Several minutes later, Lance stopped underneath an old elm tree. He felt funny, as though someone or something was watching him. He began looking all around himself. Finally, he looked up--and saw a young cub bear lying stretched out on a thick limb about twenty feet above where he stood.
"Wow!" he said, shouldering his rifle. "Dad would really blow a gasket if I brought home a bear. It's not very big, but I bet he could have it stuffed. It'd really look great on the fireplace mantle!"
"What do you think you're doing?" came a sudden, gruff voice from nowhere. No, it was behind him, and lance whirled around and dropped his rifle at what he saw. A six-foot brown bear was looking at him through glinty eyes, and holding a shotgun pointed directly at him.
But bears don't speak and carry firearms, Lance told himself. Except that this one did!

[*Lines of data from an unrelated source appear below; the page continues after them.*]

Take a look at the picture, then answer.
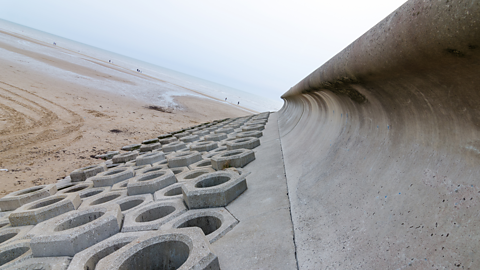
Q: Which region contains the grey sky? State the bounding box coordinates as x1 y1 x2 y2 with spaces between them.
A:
0 0 405 98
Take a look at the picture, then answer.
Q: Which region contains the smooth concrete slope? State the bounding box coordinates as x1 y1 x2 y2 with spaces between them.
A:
278 0 480 269
212 113 297 270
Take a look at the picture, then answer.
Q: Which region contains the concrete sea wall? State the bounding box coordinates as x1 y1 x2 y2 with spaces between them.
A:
278 0 480 269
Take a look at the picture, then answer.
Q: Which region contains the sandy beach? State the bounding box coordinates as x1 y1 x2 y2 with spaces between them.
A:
0 28 251 197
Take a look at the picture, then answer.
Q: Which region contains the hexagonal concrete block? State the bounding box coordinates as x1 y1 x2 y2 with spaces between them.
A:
136 152 165 166
30 204 122 257
127 169 177 195
236 130 263 139
225 137 260 150
90 167 135 187
175 168 215 183
0 239 32 269
167 151 202 168
139 143 162 153
211 149 255 171
0 184 57 211
153 183 183 201
8 193 82 226
68 231 149 270
162 142 187 153
70 164 107 182
160 207 238 244
182 171 247 209
0 225 34 247
112 151 138 163
122 199 187 232
78 190 127 210
95 228 220 270
10 257 72 270
190 141 218 152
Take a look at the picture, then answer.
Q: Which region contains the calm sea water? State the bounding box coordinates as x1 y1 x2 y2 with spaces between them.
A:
0 19 282 112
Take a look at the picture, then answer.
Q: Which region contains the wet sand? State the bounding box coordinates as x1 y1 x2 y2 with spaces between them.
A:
0 28 250 197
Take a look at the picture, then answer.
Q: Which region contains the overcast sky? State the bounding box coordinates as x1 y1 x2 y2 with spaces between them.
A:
0 0 405 98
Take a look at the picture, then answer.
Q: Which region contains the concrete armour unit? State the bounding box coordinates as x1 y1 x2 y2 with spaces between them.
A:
225 137 260 150
190 141 218 152
68 231 150 270
0 184 57 211
167 151 202 168
57 181 93 194
153 183 183 201
182 171 248 209
211 149 255 171
180 135 200 143
136 152 165 166
127 169 177 195
122 199 187 232
175 168 215 182
95 228 220 270
139 143 162 153
30 204 122 257
0 225 34 247
160 207 238 244
70 164 107 182
112 151 138 163
8 193 82 226
115 194 153 215
90 167 135 187
162 142 187 153
242 125 265 132
203 133 227 142
15 257 72 270
0 239 32 270
78 190 127 210
188 158 212 170
236 130 263 139
121 143 142 152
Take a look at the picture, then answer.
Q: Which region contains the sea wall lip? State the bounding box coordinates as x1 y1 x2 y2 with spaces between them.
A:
282 0 480 99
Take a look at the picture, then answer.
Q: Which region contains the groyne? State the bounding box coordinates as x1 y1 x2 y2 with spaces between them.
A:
278 0 480 269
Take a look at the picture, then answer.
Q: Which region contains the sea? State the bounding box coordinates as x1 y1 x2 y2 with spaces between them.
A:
0 19 283 112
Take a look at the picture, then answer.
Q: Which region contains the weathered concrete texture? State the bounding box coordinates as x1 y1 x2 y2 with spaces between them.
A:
212 114 296 270
280 0 480 269
8 193 82 226
182 171 247 209
160 207 238 244
122 200 187 232
68 231 147 270
0 239 32 270
29 204 122 257
12 257 71 270
0 185 57 211
95 228 220 270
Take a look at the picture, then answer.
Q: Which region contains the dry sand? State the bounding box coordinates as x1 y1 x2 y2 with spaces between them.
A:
0 28 250 197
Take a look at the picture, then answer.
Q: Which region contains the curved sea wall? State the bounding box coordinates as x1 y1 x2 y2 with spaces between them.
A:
278 0 480 269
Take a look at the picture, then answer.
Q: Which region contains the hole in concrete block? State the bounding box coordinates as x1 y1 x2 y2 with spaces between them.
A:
177 216 222 235
184 172 208 179
138 172 165 182
135 206 175 222
0 233 17 244
195 176 230 188
118 241 190 270
164 187 182 196
17 187 42 196
55 212 105 232
0 247 30 265
90 194 120 205
84 241 130 270
80 190 103 199
120 200 143 212
29 198 65 210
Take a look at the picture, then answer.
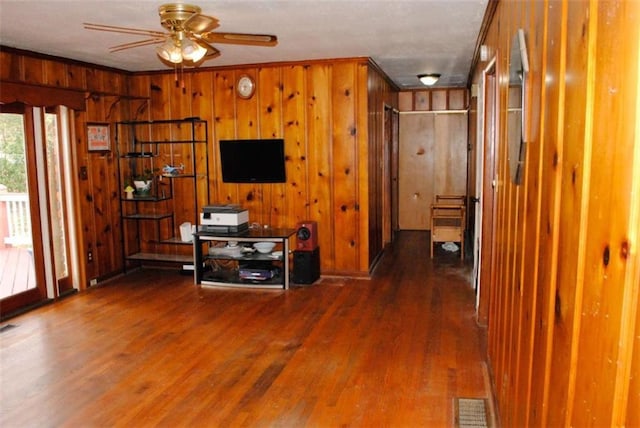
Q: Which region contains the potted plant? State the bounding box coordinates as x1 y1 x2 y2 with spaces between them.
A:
132 168 157 196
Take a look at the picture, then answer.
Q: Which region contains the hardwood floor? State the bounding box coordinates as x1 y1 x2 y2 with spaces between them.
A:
0 232 490 427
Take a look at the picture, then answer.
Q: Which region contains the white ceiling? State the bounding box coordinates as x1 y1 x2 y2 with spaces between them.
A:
0 0 488 89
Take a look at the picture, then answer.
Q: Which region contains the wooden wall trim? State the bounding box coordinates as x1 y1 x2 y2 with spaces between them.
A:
0 80 85 111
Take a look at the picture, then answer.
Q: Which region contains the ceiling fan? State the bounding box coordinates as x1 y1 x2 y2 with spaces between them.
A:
84 3 278 65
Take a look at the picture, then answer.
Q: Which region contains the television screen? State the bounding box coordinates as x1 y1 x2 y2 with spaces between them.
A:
220 139 287 183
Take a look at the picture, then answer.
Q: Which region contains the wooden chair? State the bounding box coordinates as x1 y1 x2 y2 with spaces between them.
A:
430 195 466 259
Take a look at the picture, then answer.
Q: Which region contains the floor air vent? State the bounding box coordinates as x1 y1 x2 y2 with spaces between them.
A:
0 324 16 333
455 398 489 428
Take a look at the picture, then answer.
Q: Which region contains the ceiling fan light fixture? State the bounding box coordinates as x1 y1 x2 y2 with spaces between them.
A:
182 39 207 62
156 38 182 64
418 73 440 86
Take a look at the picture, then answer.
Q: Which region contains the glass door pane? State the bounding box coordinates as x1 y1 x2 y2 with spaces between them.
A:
0 113 37 299
45 113 69 283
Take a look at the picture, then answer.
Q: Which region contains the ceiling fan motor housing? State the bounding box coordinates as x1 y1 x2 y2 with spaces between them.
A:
158 3 202 31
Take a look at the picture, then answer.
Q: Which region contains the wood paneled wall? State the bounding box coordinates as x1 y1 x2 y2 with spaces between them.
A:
473 0 640 426
398 88 468 230
131 59 393 275
1 52 397 284
0 50 129 287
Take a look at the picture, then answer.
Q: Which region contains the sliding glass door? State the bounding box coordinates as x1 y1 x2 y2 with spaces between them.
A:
0 105 72 316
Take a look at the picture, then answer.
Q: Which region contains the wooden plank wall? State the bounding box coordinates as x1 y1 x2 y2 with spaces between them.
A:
132 59 393 275
1 51 397 286
473 0 640 426
0 50 129 287
398 88 469 230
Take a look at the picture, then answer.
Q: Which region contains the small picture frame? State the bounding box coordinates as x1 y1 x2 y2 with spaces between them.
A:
87 122 111 152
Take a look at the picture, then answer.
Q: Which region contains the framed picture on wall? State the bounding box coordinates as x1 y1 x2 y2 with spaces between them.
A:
87 122 111 152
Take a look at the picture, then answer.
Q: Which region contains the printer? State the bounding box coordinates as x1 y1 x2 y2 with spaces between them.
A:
200 204 249 233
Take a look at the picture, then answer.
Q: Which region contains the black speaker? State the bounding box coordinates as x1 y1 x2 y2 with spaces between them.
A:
296 220 318 251
293 247 320 284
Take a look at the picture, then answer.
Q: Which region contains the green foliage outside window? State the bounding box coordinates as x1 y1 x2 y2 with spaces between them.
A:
0 114 27 193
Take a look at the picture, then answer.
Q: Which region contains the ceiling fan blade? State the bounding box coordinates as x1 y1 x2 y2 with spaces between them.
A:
83 22 166 37
109 37 165 53
201 32 278 46
183 13 219 34
200 42 220 62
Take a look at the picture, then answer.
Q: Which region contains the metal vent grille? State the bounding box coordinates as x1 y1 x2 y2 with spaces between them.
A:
455 398 489 428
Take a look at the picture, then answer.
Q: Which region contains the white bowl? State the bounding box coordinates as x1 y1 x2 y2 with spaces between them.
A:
253 242 276 254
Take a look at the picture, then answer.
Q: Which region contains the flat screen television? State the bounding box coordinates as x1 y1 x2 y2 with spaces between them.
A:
220 139 287 183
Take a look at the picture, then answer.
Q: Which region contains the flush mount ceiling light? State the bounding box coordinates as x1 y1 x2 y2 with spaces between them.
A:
418 74 440 86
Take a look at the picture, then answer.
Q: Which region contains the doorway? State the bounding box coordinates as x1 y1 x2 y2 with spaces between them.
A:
473 58 499 325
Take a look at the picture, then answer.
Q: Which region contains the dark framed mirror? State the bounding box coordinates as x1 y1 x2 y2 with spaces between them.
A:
507 29 529 184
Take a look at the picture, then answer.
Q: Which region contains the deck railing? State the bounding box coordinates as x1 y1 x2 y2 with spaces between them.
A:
0 193 31 247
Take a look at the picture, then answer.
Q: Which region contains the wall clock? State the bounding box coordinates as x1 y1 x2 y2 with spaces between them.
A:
236 74 256 99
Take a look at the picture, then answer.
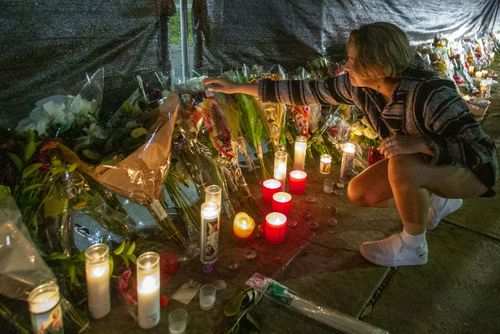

The bear pointed the barrels of the gun skyward, and squeezed the trigger. One barrel exploded a load of buckshot into the air.
"Unless you'd like to get a taste of the other barrel, young man," growled the bear, "I'd heartily advise you to vow never to harm another innocent animal--then run home just as quick as your feet will carry you. And remember, I'll be around from now on. I'll be watching you, but you won't see me--until it's too late."
Terror stricken, Lance turned and ran faster than he had ever run in his life, with the bear's awful, throaty laughter following him. He was certain the bear would follow him for a good long while to come.
When the boy was gone, the "bear" shed its empty hide. Pastor Judson Elyys ejected the empty shell from the gun, then nimbly climbed the elm tree and retrieved the stuffed toy bear cub from the limb. "Guess I put the fear of God into another one," he said, then gathered all his gear and began a triumphant walk back home.